Un cuenco o bol resulta muy útil para alimentar a un perro. Estos accesorios se fabrican en plástico, acero inoxidable o cerámica y existen en diferentes modelos de borde alto o bajo para adaptarse a todas las razas y necesidades.
Existen cuencos en varios materiales.
- Los modelos de plástico destacan por su precio asequible y los hay en distintos colores y formas;
- las versiones de acero inoxidable cuentan con una ligereza y resistencia que las hace muy populares, y tienen la ventaja de ser fáciles de limpiar. Algunos modelos tienen una capa antideslizante para impedir que se muevan cuando los perros estén comiendo o bebiendo;
- también hay modelos de cerámica en distintos colores. Al pesar más, también son más estables. Este tipo de cuenco se recomienda a menudo para perros que sufren alergias de contacto. Al igual que el acero inoxidable, este material neutro no altera el sabor del agua o de la comida.
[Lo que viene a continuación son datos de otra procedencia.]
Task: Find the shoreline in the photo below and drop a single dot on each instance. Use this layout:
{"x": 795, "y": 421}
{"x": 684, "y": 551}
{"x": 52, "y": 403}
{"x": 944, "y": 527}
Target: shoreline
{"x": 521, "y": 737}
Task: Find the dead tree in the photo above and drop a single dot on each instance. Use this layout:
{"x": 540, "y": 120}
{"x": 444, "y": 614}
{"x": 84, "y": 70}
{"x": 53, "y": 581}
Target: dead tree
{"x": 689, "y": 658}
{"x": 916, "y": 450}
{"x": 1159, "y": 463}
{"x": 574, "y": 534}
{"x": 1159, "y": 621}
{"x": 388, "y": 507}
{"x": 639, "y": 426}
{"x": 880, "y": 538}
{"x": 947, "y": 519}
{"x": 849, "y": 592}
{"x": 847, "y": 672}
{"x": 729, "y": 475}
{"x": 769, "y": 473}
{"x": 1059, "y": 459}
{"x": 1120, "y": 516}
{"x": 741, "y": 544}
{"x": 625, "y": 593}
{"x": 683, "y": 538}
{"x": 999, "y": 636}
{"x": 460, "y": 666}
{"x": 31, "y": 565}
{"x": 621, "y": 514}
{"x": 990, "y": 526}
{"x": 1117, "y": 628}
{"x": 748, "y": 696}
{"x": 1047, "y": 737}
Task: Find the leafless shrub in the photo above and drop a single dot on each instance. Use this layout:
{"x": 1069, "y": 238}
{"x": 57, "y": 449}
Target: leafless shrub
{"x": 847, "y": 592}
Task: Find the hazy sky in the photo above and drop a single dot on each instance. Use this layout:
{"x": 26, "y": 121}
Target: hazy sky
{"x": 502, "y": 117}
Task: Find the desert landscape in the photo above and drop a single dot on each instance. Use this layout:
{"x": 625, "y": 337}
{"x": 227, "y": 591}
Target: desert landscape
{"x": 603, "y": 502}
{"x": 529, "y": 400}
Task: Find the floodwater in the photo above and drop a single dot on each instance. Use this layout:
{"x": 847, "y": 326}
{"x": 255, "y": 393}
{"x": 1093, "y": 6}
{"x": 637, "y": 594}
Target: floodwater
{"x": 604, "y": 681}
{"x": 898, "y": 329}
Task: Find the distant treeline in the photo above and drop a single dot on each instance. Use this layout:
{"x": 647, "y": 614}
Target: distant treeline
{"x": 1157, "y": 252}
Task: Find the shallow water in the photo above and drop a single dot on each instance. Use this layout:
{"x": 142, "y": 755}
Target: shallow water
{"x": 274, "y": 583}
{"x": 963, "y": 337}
Los cuencos también existen en diferentes formas.
- Los modelos redondos son los más comunes, pero también hay formas más originales;
- las versiones de borde alto son las más recomendadas para los perros de orejas caídas, como los Beagle, Cocker o Basset Hound. Evitan que los animales se mojen las orejas al comer;
- los modelos de borde bajo están indicadas para las razas de hocico corto, como el Cavalier King Charles o el bulldog francés. Esta versión les facilita el acceso a la comida;
- los cuencos con fondo en relieve están indicados para perros más glotones y razas grandes, como el labrador. El islote del centro les obliga a dosificar e ingerir solo una pequeña cantidad de pienso con cada bocado.
Así pues, el cuenco o el bol no solo debe escogerse según las características del perro (forma de las orejas y hocico), sino también en función de su comportamiento. Esto es porque la ingestión de alimentos a menor velocidad (gracias al modelo de fondo con relieve) impide que sus estómagos se dilaten.